Tooling for scraping and providing publicly available data from FCSE services. The data is provided using a REST API or webhooks. Requires Node.js >= 20.
The scrapers are implemented as classes (called strategies) which contain several selectors and methods for fetching the data from each container (post, announcement, etc). Adding a new service requires creating a new strategy and linking it.

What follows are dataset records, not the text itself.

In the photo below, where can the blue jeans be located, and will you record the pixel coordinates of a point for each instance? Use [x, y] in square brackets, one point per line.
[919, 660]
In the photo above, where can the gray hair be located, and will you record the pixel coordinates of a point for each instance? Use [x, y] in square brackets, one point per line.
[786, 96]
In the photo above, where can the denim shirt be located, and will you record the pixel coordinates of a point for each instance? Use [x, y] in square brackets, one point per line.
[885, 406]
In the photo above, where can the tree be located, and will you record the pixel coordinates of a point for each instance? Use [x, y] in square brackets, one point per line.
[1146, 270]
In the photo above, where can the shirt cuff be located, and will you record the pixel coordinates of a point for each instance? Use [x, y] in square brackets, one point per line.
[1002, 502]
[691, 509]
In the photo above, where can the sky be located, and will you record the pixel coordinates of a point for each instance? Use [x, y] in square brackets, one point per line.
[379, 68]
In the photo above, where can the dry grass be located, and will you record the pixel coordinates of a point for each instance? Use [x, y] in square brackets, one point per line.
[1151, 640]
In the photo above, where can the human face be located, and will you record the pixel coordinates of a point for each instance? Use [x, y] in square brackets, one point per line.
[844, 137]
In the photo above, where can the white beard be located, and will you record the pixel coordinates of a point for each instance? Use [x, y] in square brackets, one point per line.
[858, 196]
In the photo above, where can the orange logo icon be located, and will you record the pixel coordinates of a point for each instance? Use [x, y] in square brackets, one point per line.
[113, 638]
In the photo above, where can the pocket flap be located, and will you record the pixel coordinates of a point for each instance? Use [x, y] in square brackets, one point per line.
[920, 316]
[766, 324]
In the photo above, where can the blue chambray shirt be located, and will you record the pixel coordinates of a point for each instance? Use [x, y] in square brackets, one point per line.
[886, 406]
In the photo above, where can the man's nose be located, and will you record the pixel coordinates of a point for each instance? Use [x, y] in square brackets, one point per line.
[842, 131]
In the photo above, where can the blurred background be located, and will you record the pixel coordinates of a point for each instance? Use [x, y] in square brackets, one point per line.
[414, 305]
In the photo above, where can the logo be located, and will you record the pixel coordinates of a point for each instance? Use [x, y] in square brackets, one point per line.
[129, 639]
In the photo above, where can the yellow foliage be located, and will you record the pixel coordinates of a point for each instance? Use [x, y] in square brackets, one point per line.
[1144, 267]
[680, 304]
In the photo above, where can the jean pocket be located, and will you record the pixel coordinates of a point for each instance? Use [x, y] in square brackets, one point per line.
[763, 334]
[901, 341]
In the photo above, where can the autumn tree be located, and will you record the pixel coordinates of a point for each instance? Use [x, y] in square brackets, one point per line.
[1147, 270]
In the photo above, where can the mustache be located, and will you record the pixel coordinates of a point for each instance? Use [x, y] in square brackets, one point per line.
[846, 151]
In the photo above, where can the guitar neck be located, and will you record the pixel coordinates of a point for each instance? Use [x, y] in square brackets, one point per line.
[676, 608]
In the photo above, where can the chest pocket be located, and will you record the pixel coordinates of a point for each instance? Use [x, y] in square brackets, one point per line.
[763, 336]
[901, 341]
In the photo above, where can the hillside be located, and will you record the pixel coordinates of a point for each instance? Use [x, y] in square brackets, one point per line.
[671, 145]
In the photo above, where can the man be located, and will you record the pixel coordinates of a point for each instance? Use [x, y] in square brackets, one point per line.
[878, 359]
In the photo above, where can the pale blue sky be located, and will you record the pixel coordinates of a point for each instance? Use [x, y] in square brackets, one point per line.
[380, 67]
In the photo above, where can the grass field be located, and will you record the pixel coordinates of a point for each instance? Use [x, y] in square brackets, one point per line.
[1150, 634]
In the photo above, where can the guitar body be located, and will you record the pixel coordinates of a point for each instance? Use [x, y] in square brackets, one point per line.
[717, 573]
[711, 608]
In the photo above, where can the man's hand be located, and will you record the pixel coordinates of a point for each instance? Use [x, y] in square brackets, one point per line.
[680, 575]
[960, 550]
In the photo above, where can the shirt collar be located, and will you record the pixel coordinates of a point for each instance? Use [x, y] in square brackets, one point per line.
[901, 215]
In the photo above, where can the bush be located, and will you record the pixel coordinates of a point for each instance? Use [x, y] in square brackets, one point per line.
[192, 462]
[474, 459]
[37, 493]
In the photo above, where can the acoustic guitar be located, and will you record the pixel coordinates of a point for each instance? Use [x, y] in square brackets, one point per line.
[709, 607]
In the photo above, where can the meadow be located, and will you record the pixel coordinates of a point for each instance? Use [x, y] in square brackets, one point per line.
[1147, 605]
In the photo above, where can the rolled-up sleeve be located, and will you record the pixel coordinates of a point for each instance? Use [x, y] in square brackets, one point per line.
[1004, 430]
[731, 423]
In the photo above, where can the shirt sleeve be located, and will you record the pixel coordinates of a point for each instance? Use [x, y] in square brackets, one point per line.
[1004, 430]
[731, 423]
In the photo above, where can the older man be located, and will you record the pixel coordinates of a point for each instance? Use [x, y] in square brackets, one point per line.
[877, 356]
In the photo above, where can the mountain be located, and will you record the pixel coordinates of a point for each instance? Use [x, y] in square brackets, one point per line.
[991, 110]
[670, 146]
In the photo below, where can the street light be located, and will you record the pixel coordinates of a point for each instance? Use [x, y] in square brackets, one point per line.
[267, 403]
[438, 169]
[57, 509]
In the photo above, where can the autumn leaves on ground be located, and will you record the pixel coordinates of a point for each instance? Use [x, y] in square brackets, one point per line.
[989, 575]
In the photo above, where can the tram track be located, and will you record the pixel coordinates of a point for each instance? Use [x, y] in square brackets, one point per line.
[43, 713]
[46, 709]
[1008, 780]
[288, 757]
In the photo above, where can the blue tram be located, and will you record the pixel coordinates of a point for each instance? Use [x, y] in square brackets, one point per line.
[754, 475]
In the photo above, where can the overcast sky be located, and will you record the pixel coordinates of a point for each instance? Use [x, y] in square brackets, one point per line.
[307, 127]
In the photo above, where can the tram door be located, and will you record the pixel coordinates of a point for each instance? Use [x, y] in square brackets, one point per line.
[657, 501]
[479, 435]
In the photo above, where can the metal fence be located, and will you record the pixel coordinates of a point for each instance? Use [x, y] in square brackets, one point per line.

See the example strategy for more info.
To run the scraper:
- Clone the repository:
git clone https://github.com/finki-hub/finki-scraper.git
- Prepare configuration by copying
config/config.sample.json
toconfig/config.json
- Install dependencies:
npm i
- Run the scraper
npm run start
It's also available as a Docker image:
docker run -d \
--name finki-scraper \
--restart unless-stopped \
-v ./cache:/app/cache \
-v ./config:/app/config \
-v ./logs:/app/logs \
ghcr.io/finki-hub/finki-scraper:latest
Or Docker Compose: docker compose up -d
You can select which scrapers to run declaratively (in the configuration with the enabled
flag) or imperatively: npm run start scraper_1 scraper_2 ... scraper_n
- Clone the repository:
git clone https://github.com/finki-hub/finki-scraper.git
- Install dependencies (and pre-commit hooks):
npm i
- Prepare configuration:
cp config/config.sample.json config/config.json
- Build the project:
npm run build
- Run it:
npm run start
There is an example configuration file available at config/config.sample.json
. Copy it to config/config.json
and edit it to your liking.
If you would like to consume the data from a REST API, run the app in server mode: npm run serve
. The data will be scraped on each API call instead of periodically.
GET /list
- get all active scrapers,GET /get/<name>
- get data from the scraper<name>
DELETE /delete
- delete the cache of all scrapersDELETE /delete/<name>
- delete the cache of the scraper<name>
The <name>
parameter is what is specified in the configuration.
This project is licensed under the terms of the MIT license.